Air Force veteran recalls memories of World War II
BUTLER TWP — When Stan Lantz was 5 years old, his dad brought him to see a Ford TriMotor plane made in 1920 that came to visit his hometown Mount Jewett, and got to sit in the cockpit when his dad paid its pilot about $5.
That was about 95 years ago, and Lantz still isn’t tired of airplanes.
Lantz recently turned 100 years old, and still lives in his own house in Butler Township, which has become crowded with memorabilia he collected through his careers and passions throughout the years. An Air Force veteran, Lantz has models of airplanes suspended from the ceiling of his basement, which hang among photos, archaeological molds and documents he compiled.
Lantz started flying when he was 16 years old, and took a test to join the Air Force, becoming one of only 10 people in his area to pass the year he took it.
Lantz, an Air Force veteran, said he is lucky to have even made it out of training alive, because flying drills and exercises in the 1940s were dangerous and resulted in some casualties — himself nearly included. Lantz explained that he was once manning a turret situated on the underside of an airplane, and the equipment got stuck, preventing him from getting to a place on the plane that would allow it to land safely.

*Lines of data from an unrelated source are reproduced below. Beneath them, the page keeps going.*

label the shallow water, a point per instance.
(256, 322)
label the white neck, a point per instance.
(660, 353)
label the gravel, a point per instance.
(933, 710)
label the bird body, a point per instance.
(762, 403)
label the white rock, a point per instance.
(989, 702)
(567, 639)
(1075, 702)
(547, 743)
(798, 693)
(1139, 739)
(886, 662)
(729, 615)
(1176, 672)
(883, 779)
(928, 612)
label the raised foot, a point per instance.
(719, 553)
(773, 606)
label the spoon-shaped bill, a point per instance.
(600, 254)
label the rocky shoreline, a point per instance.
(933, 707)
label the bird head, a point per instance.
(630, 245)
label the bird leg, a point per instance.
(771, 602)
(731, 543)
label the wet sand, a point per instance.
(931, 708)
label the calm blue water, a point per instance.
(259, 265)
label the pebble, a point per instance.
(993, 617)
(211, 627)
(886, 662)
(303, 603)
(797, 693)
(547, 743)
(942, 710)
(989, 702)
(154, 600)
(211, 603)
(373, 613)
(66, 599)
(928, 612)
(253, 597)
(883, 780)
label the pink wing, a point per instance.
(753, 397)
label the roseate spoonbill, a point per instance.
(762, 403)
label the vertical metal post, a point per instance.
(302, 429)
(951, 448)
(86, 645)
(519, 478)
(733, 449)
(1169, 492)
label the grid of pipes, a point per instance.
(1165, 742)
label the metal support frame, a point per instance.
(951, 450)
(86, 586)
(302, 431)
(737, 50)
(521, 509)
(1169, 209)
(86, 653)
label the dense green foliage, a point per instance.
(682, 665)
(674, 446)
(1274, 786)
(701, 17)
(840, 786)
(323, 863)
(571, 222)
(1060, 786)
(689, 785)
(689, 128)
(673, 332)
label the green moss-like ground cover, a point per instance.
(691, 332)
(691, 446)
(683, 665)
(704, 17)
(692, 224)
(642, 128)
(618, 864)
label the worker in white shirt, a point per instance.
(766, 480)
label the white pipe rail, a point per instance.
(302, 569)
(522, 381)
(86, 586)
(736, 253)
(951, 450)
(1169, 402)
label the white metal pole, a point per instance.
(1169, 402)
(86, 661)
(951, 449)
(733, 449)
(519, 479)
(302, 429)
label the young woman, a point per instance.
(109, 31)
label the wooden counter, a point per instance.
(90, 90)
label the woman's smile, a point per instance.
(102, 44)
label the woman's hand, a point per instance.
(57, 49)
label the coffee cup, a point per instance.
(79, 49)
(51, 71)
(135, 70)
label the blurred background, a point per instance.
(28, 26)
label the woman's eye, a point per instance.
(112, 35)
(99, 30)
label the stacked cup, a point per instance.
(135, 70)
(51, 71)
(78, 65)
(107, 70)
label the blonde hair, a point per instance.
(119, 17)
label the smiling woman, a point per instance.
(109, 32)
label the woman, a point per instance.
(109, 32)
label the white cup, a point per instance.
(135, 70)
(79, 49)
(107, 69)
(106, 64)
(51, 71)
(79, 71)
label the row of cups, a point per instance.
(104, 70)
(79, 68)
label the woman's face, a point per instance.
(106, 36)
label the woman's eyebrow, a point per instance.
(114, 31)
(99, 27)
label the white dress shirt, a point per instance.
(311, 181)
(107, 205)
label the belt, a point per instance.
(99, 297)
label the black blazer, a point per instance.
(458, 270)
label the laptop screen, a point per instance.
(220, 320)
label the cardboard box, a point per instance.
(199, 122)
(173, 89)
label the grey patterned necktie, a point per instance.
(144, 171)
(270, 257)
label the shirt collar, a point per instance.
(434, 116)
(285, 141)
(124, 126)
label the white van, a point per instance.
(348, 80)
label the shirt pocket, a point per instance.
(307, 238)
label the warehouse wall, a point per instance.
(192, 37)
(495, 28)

“To get out of turrets, you have to put the gun down and open the door. So what happened, the door got stuck for five hours. The guns were down, so he couldn't land,” Lantz said. “If they land the guns hit the runway, so that would kill you.
“They used up all the gas for five hours and said we've got to land. They didn't know if the wheels were going to collapse or not. They had to make the landing with me in the turret.
There was only one inch, he continued.
“If that would have been a rough landing, the turret would have dropped down and it would have wiped me out,” he said.
Nevertheless, Lantz made it through training and shipped off to Germany in September 1944. By Christmas, he flew 25 missions, with some of those missions lasting up to about five days in length.
On some of these missions, Lantz and his crew went up against the German Luftwaffe, which managed to take out several U.S. aircraft every mission. Lantz said the soldiers who survived those missions mainly survived out of luck — it just depended who German planes “picked on.”
Most of the missions Lantz flew he would only be alerted to in the hours before his crew would depart.
“They would come and wake you up at 3 o’clock in the morning,” Lantz said. “They would come in with a flashlight.”
Lantz would fly bomber missions as a support plane, mainly over Cologne, Germany. He said he once flew right through the wreckage of a bomber plane that had dropped a bomb moments prior.
“We had one plane blow up right in front of me,” Lantz said. “When he dropped his bomb, everyone else dropped theirs. He was hit direct, he blew up right in front of us, and I flew right through the crap.”
Lantz finished his service in the Air Force in December 1944. In the years since, he maintained a love for airplanes and flying, and opened grocery stores in Western Pennsylvania while also working on archaeological digs as a career. Lantz was recognized with a Pennsylvania historical marker, which he earned by excavating a precontact village on Mead Island in 1967.
“This Native American culture was first identified in 1967 by Carnegie Museum archaeologist Dr. Stanley Lantz when his team excavated a precontact village on Mead Island,” the marker says. “These groups were among the region’s first farmers, representing a distinct culture that dominated this area in the late Woodland period, 960-1360 AD.”
For his 100th birthday on April 12, Lantz received a letter from Gov. Josh Shapiro, which also commends Lantz for his service in the Air Force and with the Carnegie Museum.
Tom Menchyk drives for Meals on Wheels, and became friends with Lantz after speaking to him and realizing his father shared a military history with Lantz. Menchyk said Lantz has shown him numerous photos and documents from his time in the Air Force, but also from his days opening and operating grocery stores and working in archaeology, which he got into later in life.
“I come to talk to Stan every once in a while and every time I do I learn something new about this man,” Menchyk said.